The default likelihood threshold that karp uses to filter reads for being unlikely to originate from the reference database can be too lenient or strict with some distributions of read quality scores. If it seems that karp is filtering too many (or too few) reads, it can be helpful to use the ** --max_likes_out** option, and plot the maximum likelihood for each read to get a sense of how to adjust the ** --like_thresh** option.

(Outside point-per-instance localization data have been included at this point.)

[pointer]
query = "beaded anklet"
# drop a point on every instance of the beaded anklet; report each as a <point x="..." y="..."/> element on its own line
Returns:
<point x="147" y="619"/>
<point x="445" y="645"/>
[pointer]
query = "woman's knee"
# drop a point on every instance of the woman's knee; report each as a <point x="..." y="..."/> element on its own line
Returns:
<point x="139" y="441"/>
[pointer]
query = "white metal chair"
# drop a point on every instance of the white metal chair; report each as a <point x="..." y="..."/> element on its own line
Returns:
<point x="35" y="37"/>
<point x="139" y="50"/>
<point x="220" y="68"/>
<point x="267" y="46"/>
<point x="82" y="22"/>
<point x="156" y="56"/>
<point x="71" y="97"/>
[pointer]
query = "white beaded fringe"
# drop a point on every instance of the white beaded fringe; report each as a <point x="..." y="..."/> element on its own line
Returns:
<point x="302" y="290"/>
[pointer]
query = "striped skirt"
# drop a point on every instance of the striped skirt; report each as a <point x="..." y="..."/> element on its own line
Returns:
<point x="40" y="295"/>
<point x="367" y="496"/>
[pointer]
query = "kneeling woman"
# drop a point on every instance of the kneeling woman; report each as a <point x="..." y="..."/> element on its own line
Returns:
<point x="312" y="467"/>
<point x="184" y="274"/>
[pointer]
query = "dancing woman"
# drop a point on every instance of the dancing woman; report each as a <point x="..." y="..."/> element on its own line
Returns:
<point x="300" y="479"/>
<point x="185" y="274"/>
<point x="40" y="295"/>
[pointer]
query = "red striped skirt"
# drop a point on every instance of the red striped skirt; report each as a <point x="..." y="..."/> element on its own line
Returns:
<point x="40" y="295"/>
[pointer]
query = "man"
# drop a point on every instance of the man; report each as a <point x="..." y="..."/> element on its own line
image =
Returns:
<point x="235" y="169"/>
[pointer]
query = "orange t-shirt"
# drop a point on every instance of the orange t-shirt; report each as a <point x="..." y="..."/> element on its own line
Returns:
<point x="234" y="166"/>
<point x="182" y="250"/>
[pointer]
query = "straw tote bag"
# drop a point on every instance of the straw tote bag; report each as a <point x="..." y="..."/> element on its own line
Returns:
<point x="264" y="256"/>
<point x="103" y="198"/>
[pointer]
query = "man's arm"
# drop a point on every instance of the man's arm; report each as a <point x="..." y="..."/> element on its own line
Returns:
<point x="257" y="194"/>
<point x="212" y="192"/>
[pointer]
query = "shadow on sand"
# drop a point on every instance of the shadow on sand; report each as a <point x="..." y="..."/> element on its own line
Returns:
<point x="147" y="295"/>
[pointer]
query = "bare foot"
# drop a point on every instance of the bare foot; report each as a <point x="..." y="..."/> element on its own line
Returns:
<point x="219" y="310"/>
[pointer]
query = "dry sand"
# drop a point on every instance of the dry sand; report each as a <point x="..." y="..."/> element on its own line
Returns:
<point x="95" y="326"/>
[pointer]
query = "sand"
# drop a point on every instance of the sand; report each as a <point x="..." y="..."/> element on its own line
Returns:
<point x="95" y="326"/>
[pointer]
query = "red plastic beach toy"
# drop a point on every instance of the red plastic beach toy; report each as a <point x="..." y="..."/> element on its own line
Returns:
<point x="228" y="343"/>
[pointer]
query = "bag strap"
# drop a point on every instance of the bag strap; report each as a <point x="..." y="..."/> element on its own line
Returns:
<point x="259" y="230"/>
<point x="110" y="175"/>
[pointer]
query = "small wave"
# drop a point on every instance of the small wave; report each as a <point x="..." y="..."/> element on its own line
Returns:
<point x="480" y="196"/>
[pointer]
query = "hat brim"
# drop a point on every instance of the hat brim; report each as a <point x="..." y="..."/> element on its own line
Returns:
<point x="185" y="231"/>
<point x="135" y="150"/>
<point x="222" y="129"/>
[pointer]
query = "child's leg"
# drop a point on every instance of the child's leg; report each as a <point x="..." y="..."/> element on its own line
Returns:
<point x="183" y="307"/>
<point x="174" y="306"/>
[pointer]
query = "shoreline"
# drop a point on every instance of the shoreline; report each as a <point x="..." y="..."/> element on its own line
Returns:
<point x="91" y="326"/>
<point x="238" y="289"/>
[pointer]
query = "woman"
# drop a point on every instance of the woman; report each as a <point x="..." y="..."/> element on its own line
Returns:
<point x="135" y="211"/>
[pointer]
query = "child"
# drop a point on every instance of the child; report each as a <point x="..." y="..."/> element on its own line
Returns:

Data from a single 16S hypervariable region often have little power to distinguish between closely related reference sequences. When this is the case Karp will partition the probability weight across the closely related species, and they will appear at low frequency. In such situations the default minimum EM update frequency can be too strict, and setting it to a lower value based on the depth of the samples being classified can improve results. The default value is 1/Number of Reads, with a single hypervariable region 1/(10*Number of Reads) or 1/(20*Number of Reads) can sometimes give more accurate results.

Test Example

In the repo there is a directory labeled example, this contains some toy files for demonstrating how to use Karp.

File Description
reference.fasta Reference database in fasta format, contains 500 sequences
reference.fasta.fai Tabix index of reference fasta file
reference.tax Taxonomy file with description of sequences in reference.fasta
simulated.data.fastq.gz Fastq file containing 10,000 reads with mixture of organisms from reference.fasta
simulated.data.actual_counts.txt True origins of reads in simulated.data.fastq.gz

The first step of running Karp is to create a k-mer index for pseudoalignment:

./karp -c index -r reference.fasta -i reference.index

This will create the index file reference.index. Next we quantify the simulated reads:

./karp -c quantify -r reference.fasta -i reference.index -f simulated.data.fastq.gz -o simulated.results -t reference.tax

In the example folder we now have the files simulated.results.freqs and simulated.results.log. simulated.results.freqs contains Karp's estimates of the number of reads each reference sequence in reference.fasta contributed to the simulated sample. simulated.results.log contains information about the Karp run we just performed.

Taxonomy File Format

Taxonomy files should have two columns and be tab delimited, with the first column giving the ID for the haplotype matching the reference fasta file, and the second giving the taxonomic label. Examples of acceptable formats include:

 815395	 Bacteria;Firmicutes;Bacilli;Bacillales;
 815395	 k__Bacteria;p__Firmicutes;c__Bacilli;o__Bacillales;
 815395	 k__Bacteria; p__Firmicutes; c__Bacilli; o__Bacillales; f__; g__; s__

Trouble Shooting

Error message: unrecognized command line option "-std=c++0x"

or

Error message: error: call of overloaded ‘to_string(size_t&)’ is ambiguous

Likely your default C++ compiler is out of date, check for newer compiler availability. Once you have found/installed an up to date compiler, delete and recreate the build directory and rerun the cmake step with command

cmake -DCMAKE_CXX_COMPILER=/path/to/compiler -DCMAKE_C_COMPILER=/path/to/compiler ..


Error message: Could NOT find HDF5 (missing: HDF5_LIBRARIES HDF5_INCLUDE_DIRS HDF5_HL_LIBRARIES)

Check if you have HDF5 libraries installed on your machine. If you do not they can be downloaded and installed https://support.hdfgroup.org/HDF5/

If you have HDF5 installed, and are still getting this message, make sure your $HDF5_DIR variable is pointing to the correct directory. If it is, try adding -DCMAKE_PREFIX_PATH=/path/to/HDF5 to the cmake command.

There is also a known issue with some versions of CMAKE and the HDF5 library. If you are running CMAKE versions 3.6.0 or 3.6.1 see if you have access to an earlier or later version of CMAKE and try using it instead.